The views expressed herein have not been approved by the House of Delegates or the Board of Governors of the American Bar Association, and accordingly, should not be construed as representing the policy of the American Bar Association.
Isbell v. Bellino, 2013 WL 4516475 (M. D. Penn.).
Parents’ procedural due process rights were violated when they were asked to agree to a safety plan requiring the father to leave the home, on threat of a dependency petition, with no notice of procedural safeguards they had to contest the plan. Notices of rights to contest the abuse and subsequent family service plan did not cure the lack of notice since the safety plan was a separate action.
The case began when the mother went to the hospital because she was concerned about her child being excessively drowsy and dehydrated. The child was found to have rib fractures and head trauma and the doctor called child protective services’ ChildLine intake number.
The caseworker had parents sign a series of safety plans over the next few weeks. The latter of these required the father to move out of the home and have supervised visitation. The caseworker indicated that if they did not agree to the safety plan a dependency petition would be filed.
The parents were sent letters during this time detailing their rights regarding the child abuse allegations, including their right to administrative appeals, possible consequences of indicated, founded, or adjudicated child abuse incidents, and their right to an attorney.
The father was charged criminally in connection with the physical abuse. He was arraigned and his bail was conditioned on him complying with agency guidelines and directives.

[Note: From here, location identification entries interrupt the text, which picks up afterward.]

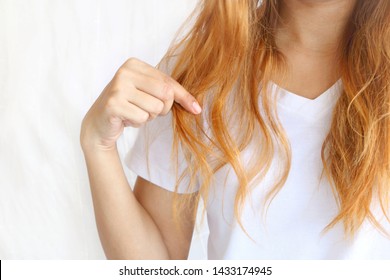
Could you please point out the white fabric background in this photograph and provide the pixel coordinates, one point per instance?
(55, 59)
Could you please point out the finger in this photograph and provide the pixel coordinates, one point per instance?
(162, 85)
(146, 102)
(133, 115)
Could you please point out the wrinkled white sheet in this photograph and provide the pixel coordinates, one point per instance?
(55, 59)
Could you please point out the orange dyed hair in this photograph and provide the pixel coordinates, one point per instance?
(226, 61)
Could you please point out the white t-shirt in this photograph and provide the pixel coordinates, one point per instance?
(296, 218)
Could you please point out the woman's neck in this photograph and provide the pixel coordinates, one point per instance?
(309, 36)
(314, 25)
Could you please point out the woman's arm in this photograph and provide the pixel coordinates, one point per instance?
(132, 226)
(137, 225)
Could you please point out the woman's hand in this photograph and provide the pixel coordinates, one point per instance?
(137, 93)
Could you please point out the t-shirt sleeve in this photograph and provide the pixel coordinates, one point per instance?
(151, 156)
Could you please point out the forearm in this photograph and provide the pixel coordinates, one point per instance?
(126, 230)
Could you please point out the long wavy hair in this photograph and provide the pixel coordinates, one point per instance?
(226, 60)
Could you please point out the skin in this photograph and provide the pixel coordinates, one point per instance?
(139, 224)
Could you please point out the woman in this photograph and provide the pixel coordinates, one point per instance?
(276, 114)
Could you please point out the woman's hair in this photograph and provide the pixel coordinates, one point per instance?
(226, 61)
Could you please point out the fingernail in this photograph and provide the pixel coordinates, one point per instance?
(196, 107)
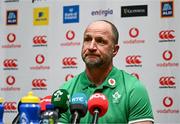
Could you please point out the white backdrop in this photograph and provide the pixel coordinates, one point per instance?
(41, 41)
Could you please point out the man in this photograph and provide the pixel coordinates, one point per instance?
(127, 97)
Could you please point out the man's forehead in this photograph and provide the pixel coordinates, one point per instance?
(98, 27)
(101, 25)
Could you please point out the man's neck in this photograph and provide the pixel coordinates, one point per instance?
(98, 75)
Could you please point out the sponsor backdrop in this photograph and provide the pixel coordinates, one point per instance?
(41, 41)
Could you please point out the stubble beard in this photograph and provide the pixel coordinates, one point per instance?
(98, 62)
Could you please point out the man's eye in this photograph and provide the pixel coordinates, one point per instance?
(87, 39)
(100, 41)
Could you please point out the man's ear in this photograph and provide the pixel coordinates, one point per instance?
(115, 50)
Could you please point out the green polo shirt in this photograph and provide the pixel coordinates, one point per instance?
(127, 97)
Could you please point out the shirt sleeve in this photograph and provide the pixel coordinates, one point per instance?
(139, 104)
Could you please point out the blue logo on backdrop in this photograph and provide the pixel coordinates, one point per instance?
(71, 14)
(11, 17)
(167, 9)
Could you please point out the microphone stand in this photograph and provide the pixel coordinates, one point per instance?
(96, 116)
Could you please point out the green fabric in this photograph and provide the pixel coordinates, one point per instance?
(127, 97)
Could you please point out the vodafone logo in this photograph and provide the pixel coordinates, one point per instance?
(134, 59)
(167, 34)
(39, 83)
(10, 80)
(136, 75)
(167, 55)
(70, 34)
(11, 37)
(39, 59)
(133, 32)
(69, 61)
(69, 76)
(168, 80)
(167, 101)
(10, 63)
(10, 106)
(40, 40)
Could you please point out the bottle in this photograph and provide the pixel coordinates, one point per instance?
(29, 109)
(50, 116)
(1, 110)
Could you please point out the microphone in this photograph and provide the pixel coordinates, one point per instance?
(60, 100)
(97, 106)
(78, 107)
(44, 101)
(16, 120)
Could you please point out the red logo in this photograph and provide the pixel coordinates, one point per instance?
(70, 34)
(135, 59)
(39, 40)
(10, 80)
(136, 75)
(133, 32)
(69, 61)
(167, 101)
(10, 106)
(69, 76)
(10, 63)
(167, 34)
(40, 59)
(40, 83)
(11, 37)
(167, 55)
(169, 80)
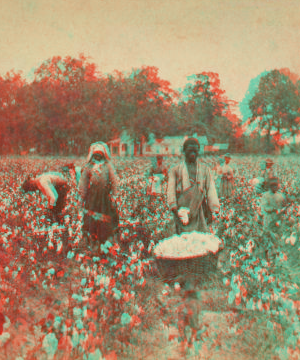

Next, the case was opened for ongoing prevention services and a letter was sent to the parents informing them of their rights to appeal the family service plan.
Several months after the incident, a dependency petition was filed. The parties stipulated to the dependency adjudication and an in-home disposition. Approximately a year later, the case was closed with the court finding that the mother was capable of providing a safe home for the children.
The parents filed a § 1983 claim alleging substantive and procedural due process violations and intentional infliction of emotional distress. All but the procedural due process claims were dismissed preliminarily.
The United States District Court for the Middle District of Pennsylvania took up the competing motions for summary judgment from the child welfare officials, the county, and the parents on the remaining claim.
The court first addressed whether procedural protections were required in the case of a voluntary safety plan that involved removing a parent from the home.
The court analyzed Starkey v. York County, which found that Fourteenth Amendment procedural protections were required when a parent was removed from the home. The court found the facts were indistinguishable from Starkey in all respects, thus overcoming the first prong of qualified immunity—that the right was clearly established.
Next the court examined the defendants’ arguments that the parents were given two letters spelling out administrative appeal rights. The court found these lacked merit because the letters were related to the child abuse report and findings and the family service plan, not the safety plans requiring the father to leave the home.
The court found no procedural protections were offered to the parents regarding the safety plans and that a reasonable jury could not find in defendants’ favor.
The defendants also argued the father was given the opportunity to challenge the safety plan through the bail proceeding in his criminal case. The court rejected this, noting there was no authority for a criminal court to modify the child welfare agency’s safety plan.
Finally, the court addressed the argument that, because the parents agreed to a similar safety plan at the dispositional hearing, there was no evidence that a different result would have occurred if there had been other process protections in place. The court rejected this citing precedent that, at a minimum, nominal damages would be available.
The District Court denied the defendant’s motion and granted the parents’ motion for summary judgment. The case was set for trial on the issue of compensatory damages.